A mother would pause, sigh and say, “Allóra” gathering her wandering children to her.

A waiter would carry a cappuccino to us and start with, allóra as he gave us the occasion to immerse ourselves in the moment.

If yelled, it could mean, Watch out!

Speaking it with raised eyebrows, indicated a question quite possibly followed by pursed lips.

I finally determined it may possibly, calmly mean okay, relax have a pizza.

I love the greeting because it gives me chance to collect my Italian memories…

Allóra.  Alrighty then!

An invitation to learn how to make bread and pizza in Italy is a precious and fond memory.

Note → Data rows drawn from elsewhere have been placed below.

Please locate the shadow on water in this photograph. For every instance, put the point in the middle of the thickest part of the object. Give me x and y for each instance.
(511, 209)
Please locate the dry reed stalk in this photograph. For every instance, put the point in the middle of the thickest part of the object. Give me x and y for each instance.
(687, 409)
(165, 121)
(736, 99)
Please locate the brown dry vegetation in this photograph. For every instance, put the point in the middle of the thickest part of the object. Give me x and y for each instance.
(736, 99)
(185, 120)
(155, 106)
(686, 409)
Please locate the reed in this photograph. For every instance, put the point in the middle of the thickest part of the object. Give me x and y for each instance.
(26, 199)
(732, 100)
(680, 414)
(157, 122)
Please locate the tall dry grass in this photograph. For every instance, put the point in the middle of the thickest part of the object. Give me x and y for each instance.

Dinner at Paulo and Essee's home.  Keep in mind, we did not know these kind people.

The person who invited us to the party wasn't able to be there that day.

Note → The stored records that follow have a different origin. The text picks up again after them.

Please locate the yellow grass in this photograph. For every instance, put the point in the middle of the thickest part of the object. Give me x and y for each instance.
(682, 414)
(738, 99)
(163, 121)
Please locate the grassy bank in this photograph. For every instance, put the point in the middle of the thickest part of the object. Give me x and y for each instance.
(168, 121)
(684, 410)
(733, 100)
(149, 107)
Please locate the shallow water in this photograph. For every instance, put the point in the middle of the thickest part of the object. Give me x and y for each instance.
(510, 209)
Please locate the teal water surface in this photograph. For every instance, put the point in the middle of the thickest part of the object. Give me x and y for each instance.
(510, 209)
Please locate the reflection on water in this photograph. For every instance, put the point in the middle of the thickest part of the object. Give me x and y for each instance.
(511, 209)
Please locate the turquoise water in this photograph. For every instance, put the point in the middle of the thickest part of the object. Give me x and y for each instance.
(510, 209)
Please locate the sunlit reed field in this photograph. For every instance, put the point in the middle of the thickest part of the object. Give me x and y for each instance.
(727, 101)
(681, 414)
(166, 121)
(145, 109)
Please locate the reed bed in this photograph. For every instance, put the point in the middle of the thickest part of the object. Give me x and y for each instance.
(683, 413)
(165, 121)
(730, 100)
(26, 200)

We spoke no Italian and they spoke no English.









Alberto and Poppy watched the Summer Games together











while Essee taught me how to make Tuscan breads and pizza.











Approval came quickly.





































Tuscan Rosette









Outside to light the fire in the pizza oven...









and to prepare the pomodoro.









Annalisa and I shaping the little pizzas.  Everyone made one or two!









I had baked a Tuscan loaf as a gift (on the left) not knowing I was to be treated to Essee's lesson as a gift to me.









As the sun set over the terraced grounds, more people began to arrive.

It was an all day affair.  While the girls simultaneously proofed and kneaded, we heard collective shouts of  USA, USA, and Italia from the men.  We shared aprons, flour, yeast, water, oil, tomatoes, wine, friends, and laughter without common language.  We shared a universal love.











Allóra, then the photos began to get blurry.

Would you like to learn how to make a simple pizza dough?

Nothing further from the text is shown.